Confesso que, nessa ânsia, sentia-me vencedor sempre que, debruçado sobre os processos – muitos deles conduzidos com certo descuido, muito mais em face da grande demanda que por ignorância ou má-fé – me deparava com a inobservância de uma formalidade legal, para, a partir dela, formular um pleito anulatório. Era, por assim dizer, um sentimento de vitória que se apossava de mim, máxime diante da situação desconfortável em que eu deixava o condutor do processo, ao fazê-lo admitir não ter se esmerado o quanto devia na condução do processo.
Ingressando na magistratura, dei-me conta, muito cedo, que as minhas posições, excessivamente formalistas, fruto do que fui induzido a crer, me fizeram não perceber que o processo é simplesmente um instrumento para realização do direito material, e que, algumas vezes, diante de um alternativa, é melhor “sacrificar” uma regra de processo a desobedecer um regra de direito material.
Que fique claro que o “sacrifício” a que me refiro, – para que não se imagino que, nos dias atuais, prego a anarquia processual – tem limites. É dizer, a declaração de nulidade dependerá, por óbvio, das circunstâncias, pois que existem situações, seja de direito material, seja de direito instrumental, que, para realização de ambos, não se pode desobedecer, pura e simplesmente, as regras de direito instrumental e/ou de direito material.
Na minha compreensão, o que se deva exigir do aplicador da lei é que, diante de um caso concreto, atente menos para as construções genéricas que a doutrina elabora, em face de uma questão puramente formal, e se detenha, com muito mais vagar, para as particularidades, a singularidade do caso que está a exigir o seu esforço intelectivo. É em face do caso concreto, pois, que deve o operador do direito decidir-se por essa ou por aquela nulidade, sob pena, repito, de privilegiar a forma em detrimento dos fins, do real objetivo do processo, enfim.

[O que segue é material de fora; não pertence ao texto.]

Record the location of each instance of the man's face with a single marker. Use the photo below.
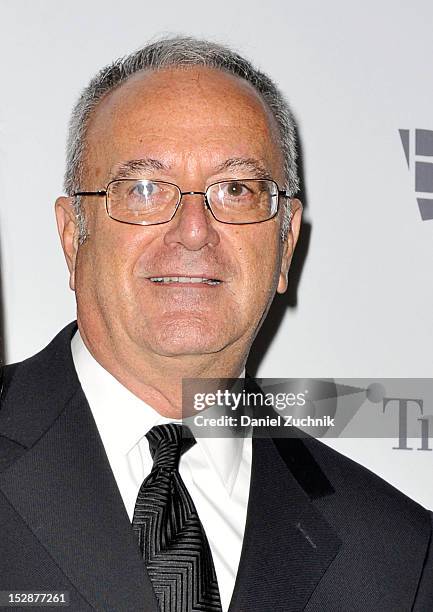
(198, 126)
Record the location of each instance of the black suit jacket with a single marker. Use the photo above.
(323, 534)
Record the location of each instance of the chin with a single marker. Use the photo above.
(187, 338)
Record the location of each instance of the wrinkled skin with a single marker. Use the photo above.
(150, 336)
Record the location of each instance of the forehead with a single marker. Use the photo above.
(200, 114)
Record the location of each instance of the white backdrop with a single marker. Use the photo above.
(355, 75)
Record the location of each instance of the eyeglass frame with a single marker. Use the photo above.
(104, 193)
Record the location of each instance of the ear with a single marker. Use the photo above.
(290, 243)
(68, 232)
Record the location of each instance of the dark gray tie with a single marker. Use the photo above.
(171, 537)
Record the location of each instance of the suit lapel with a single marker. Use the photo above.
(288, 545)
(62, 485)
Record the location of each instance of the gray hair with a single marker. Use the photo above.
(175, 52)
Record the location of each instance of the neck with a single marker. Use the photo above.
(157, 379)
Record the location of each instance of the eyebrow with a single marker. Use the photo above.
(131, 167)
(248, 164)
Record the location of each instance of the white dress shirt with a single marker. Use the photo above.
(216, 471)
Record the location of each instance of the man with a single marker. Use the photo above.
(178, 229)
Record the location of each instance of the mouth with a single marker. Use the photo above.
(185, 280)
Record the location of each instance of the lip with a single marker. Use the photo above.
(198, 281)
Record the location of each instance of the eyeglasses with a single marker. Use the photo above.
(146, 202)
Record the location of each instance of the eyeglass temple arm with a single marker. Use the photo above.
(101, 192)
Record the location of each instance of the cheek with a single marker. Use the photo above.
(260, 264)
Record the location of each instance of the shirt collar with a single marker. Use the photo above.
(123, 419)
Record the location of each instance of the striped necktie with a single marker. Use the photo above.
(171, 537)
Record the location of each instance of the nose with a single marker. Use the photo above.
(193, 225)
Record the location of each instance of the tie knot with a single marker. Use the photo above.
(167, 443)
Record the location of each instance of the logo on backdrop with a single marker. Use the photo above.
(418, 150)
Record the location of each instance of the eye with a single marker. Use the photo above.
(144, 189)
(235, 189)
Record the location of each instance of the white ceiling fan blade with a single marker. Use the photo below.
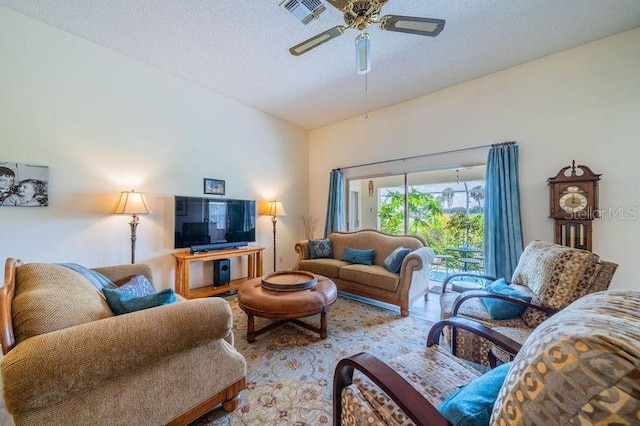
(339, 4)
(317, 40)
(412, 25)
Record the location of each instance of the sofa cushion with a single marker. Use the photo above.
(364, 257)
(327, 267)
(558, 275)
(373, 276)
(393, 262)
(51, 297)
(320, 249)
(589, 375)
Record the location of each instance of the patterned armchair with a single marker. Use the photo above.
(553, 276)
(581, 366)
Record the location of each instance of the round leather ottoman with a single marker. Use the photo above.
(286, 306)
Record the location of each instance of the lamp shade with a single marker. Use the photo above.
(131, 202)
(274, 208)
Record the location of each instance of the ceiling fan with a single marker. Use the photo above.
(359, 14)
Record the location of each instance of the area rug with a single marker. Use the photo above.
(290, 369)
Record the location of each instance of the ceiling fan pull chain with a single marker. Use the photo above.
(366, 96)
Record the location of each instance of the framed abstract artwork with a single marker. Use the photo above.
(214, 186)
(23, 185)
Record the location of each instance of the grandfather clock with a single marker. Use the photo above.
(574, 205)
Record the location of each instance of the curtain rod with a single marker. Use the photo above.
(453, 151)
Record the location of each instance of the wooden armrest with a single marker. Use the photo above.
(449, 278)
(485, 294)
(415, 406)
(504, 342)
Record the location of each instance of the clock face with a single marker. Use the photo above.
(574, 200)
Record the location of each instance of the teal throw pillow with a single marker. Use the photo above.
(320, 249)
(393, 262)
(502, 309)
(472, 404)
(123, 303)
(364, 257)
(137, 286)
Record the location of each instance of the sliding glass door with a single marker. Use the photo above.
(444, 207)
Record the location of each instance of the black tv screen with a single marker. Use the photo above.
(213, 223)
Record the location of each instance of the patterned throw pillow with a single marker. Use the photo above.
(320, 249)
(557, 275)
(363, 257)
(393, 262)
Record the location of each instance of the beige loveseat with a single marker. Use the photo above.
(373, 281)
(69, 361)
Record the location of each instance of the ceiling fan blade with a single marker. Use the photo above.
(412, 25)
(339, 4)
(317, 40)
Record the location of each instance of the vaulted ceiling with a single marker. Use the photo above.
(239, 48)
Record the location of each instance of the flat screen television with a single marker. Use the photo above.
(204, 224)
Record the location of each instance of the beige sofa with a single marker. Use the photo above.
(373, 281)
(68, 360)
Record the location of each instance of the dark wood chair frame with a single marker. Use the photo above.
(412, 402)
(483, 294)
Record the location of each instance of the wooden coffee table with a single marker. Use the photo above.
(286, 305)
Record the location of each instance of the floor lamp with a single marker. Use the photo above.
(133, 203)
(275, 209)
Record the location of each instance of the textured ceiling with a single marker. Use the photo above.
(239, 48)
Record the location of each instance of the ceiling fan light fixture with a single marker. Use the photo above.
(363, 54)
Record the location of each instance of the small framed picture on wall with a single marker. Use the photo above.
(214, 186)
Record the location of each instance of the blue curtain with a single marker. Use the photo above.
(502, 224)
(335, 203)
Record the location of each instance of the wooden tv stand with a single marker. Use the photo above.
(183, 269)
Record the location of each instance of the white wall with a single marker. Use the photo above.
(104, 123)
(582, 104)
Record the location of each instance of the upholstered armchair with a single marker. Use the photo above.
(549, 275)
(581, 366)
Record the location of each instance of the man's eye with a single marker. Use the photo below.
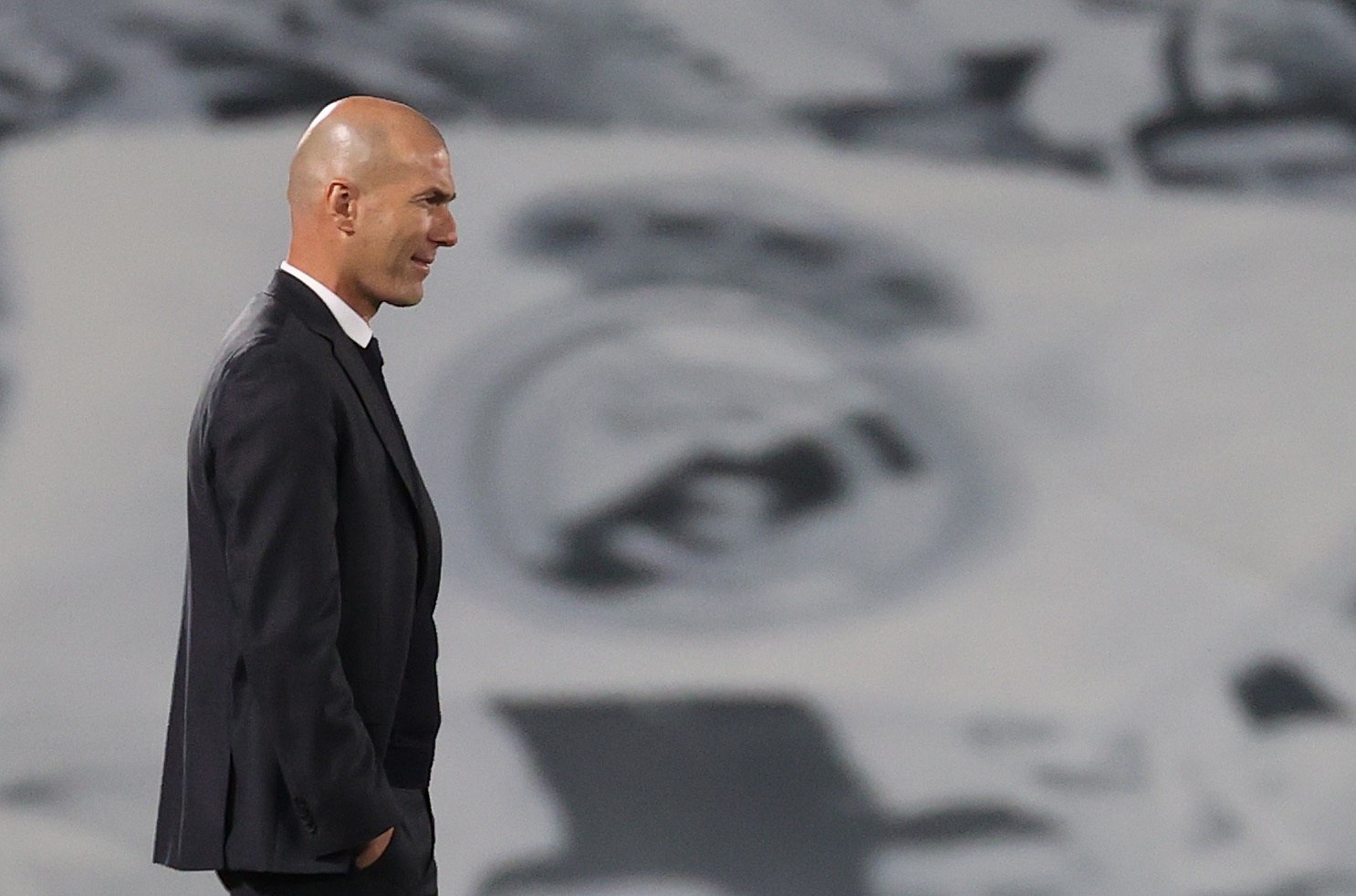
(1277, 692)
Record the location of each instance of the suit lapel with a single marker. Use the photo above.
(308, 307)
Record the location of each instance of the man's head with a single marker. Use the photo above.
(369, 189)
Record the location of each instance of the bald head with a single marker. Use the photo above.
(369, 187)
(357, 139)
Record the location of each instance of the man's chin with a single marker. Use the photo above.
(409, 300)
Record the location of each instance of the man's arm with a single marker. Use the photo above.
(274, 479)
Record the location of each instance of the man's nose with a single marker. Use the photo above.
(445, 229)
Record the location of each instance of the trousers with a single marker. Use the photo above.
(407, 868)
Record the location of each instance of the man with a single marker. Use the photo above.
(306, 701)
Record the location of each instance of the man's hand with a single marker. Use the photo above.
(374, 849)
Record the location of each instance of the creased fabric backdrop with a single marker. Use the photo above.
(892, 449)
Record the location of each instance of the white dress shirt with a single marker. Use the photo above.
(351, 321)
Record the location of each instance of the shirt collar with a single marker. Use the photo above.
(350, 321)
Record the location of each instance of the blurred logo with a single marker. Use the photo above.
(717, 430)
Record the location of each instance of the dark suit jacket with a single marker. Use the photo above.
(311, 538)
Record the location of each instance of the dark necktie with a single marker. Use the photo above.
(371, 357)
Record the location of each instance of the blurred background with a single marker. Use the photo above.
(884, 449)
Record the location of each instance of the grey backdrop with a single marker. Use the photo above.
(890, 449)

Reafirmo o que todos sabem: o processo é um instrumento a serviço do direito material, razão pela qual, conquanto não se possa deixar de reconhecer a sua importância, não pode ser sublimado, a ponto de ser alçado à condição de mais relevante que o direito material que se discute.
É nesse sentido a ensinança de Ada Pellegrini Grinover, segundo a qual deve ser combatido o excessivo rigor formal, que, muitas vezes, “sacrifica o objetivo maior de realização da justiça em favor de solenidade estérieis e sem nenhum sentido”.
Para encerrar essas brevíssimas reflexões, diretas e objetivos, como se exige no mundo atual, o que não se pode desconsiderar é que todas as vezes que houver ofensa a princípio ou norma constitucional-processual, cuja função precípua seja o de garantia, a ineficácia do ato pode ser uma consequência natural, mas que, ainda assim, estará condicionada à verificação do interesse de ordem pública.
Constatado, pois, que o ato processual foi praticado em confronto com uma norma ou princípio constitucional de garantia, poderá ser considerado pelo guardião da Constituição, no caso o juiz condutor do feito, inexistente ou nulo, cumprindo reafirmar que, nesse sentido, o espaço para convalidação e para nulidades relativas é praticamente nenhum.
De mais a mais, o que não pode perder de vista o magistrado é que, malgrado reconhecido que a atividade processual deve ser realizada segundo os modelos legais, eles sofrem temperamentos, sobretudo em face dos princípios da economia processual e da razoável duração do processo, pois que, como sabido, é sempre desejável a obtenção do máximo de resultado com o mínimo de esforço.